Frill (ML-style) compiles through the same pipeline:
type Entity = Player | Enemy | Bullet | Coin | Wall
let is_solid (e : u8) : u8 =
match e with
| Player -> 0 | Enemy -> 1 | Bullet -> 0
| Coin -> 0 | Wall -> 1
end
This compiles to:
- Z80: 175 bytes, pattern match → conditional jumps
- CUDA: parallel evaluation of all entity types
ADTs, pattern matching, pipe operators — all on GPU. Not through a VM or interpreter. Native compiled code.
| Frontend | Z80 | CUDA | OpenCL | Vulkan | Metal |
|---|---|---|---|---|---|
| Nanz (Swift-like) | ✅ | ✅ | ✅ | ✅ | ✅* |
| Frill (ML) | ✅ | ✅ | ✅ | ✅ | ✅* |
| C23 | ✅ | ✅ | ✅ | ✅ | ✅* |
| ABAP | ✅ | ✅ | ✅ | ✅ | ✅* |
| Pascal | ✅ | ✅ | ✅ | ✅ | ✅* |
| PL/M | ✅ | ✅ | ✅ | ✅ | ✅* |
| Lanz | ✅ | ✅ | ✅ | ✅ | ✅* |
| Lizp | ✅ | ✅ | ✅ | ✅ | ✅* |
All 4 GPU backends verified 256/256 on real hardware (NVIDIA, AMD RX 580, Apple M2).
Any function written in any of the 8 languages can run on any of the 5 backends. The MIR2 intermediate representation is the universal bridge.
| Metric | Value |
|---|---|
| Frontend languages | 8 |
| Backend targets | 5 (Z80 + CUDA + OpenCL + Vulkan + Metal) |
| Year span | 1976–2026 (50 years) |
| GPU backend LOC | 700 (95% shared across 4 APIs) |
| CUDA verification | 256/256 on NVIDIA ✅ |
| OpenCL verification | 256/256 on NVIDIA ✅ |
| Vulkan verification | 256/256 on AMD RX 580 ✅ |
| Metal verification | 256/256 on Apple M2 ✅ |
| Z80 corpus asserts | 1046 |
| Z80 VIR codegen | -71% vs SDCC |
| GPU precomputed tables | 83.6M register allocations, 501 arithmetic sequences |
MinZ isn't a transpiler.
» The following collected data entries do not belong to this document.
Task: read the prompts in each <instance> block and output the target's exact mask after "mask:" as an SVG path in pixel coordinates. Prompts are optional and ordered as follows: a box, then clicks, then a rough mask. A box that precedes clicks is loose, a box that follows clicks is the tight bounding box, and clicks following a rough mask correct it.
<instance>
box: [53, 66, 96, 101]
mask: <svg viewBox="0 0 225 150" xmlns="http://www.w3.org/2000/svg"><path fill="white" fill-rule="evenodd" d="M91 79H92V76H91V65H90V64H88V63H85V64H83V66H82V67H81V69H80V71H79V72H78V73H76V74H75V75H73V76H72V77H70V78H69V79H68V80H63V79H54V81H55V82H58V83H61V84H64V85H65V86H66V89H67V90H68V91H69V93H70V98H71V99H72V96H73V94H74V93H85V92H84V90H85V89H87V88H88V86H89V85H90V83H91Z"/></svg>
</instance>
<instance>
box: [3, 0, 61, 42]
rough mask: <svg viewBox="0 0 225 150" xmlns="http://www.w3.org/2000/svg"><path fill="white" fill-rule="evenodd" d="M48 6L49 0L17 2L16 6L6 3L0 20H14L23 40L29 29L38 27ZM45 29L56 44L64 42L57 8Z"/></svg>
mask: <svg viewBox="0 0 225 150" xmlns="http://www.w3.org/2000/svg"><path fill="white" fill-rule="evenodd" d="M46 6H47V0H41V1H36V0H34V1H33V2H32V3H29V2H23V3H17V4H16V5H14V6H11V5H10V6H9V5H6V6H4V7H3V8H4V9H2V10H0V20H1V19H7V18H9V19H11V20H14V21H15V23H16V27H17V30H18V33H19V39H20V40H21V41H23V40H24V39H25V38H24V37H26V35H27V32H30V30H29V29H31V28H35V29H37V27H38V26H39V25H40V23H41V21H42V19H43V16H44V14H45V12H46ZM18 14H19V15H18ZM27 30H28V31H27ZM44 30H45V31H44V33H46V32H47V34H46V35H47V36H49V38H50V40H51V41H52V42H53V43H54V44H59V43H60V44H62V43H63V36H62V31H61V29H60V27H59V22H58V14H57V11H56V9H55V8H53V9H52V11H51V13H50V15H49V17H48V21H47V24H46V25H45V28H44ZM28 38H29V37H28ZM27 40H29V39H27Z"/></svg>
It's a real compiler with:
- Z3 SMT solver for provably optimal register allocation
- PBQP heuristic fallback for complex functions
- ISLE term rewriting for instruction selection
- Grace graph rewriting for CFG optimization
- GPU precomputed tables (83.6M entries) for O(1) register allocation
- RLCA sled (9-byte multi-entry barrel shifter) for Z80 rotation
- TSMC (True Self-Modifying Code) for runtime optimization
- #embed (C23) for compile-time binary data inclusion
- BCD packed decimal types for COBOL/financial arithmetic
The Z80 backend alone is ~11K LOC. The entire compiler is ~90K LOC in Go.
- BCD arithmetic on GPU: verify Z80 DAA sequences against GPU reference
- FP16 soft-float: GPU-precomputed mantissa tables
- COBOL frontend: PIC 9 types → BCD → DAA on Z80 / parallel on GPU
- BASIC frontend: The most iconic retro language, now compilable to GPU
- WebGPU backend: Run the same code in the browser
# Z80
git clone https://github.com/oisee/minz
cd minz/minzc && go build -o mz ./cmd/minzc
./mz examples/frill/state_machine.frl -o out.a80 # 175 bytes
# GPU (requires feat/mir2gpu branch)
./mz examples/nanz/01_hello.nanz --target=cuda -o out.cu
nvcc out.cu -o gpu_test && ./gpu_test # 256/256 correct50 years. One compiler. Five backends. Zero compromises.
MinZ v0.23.0 — Birthday Marathon Release. "The compiler never fails. It only varies in how optimal the result is."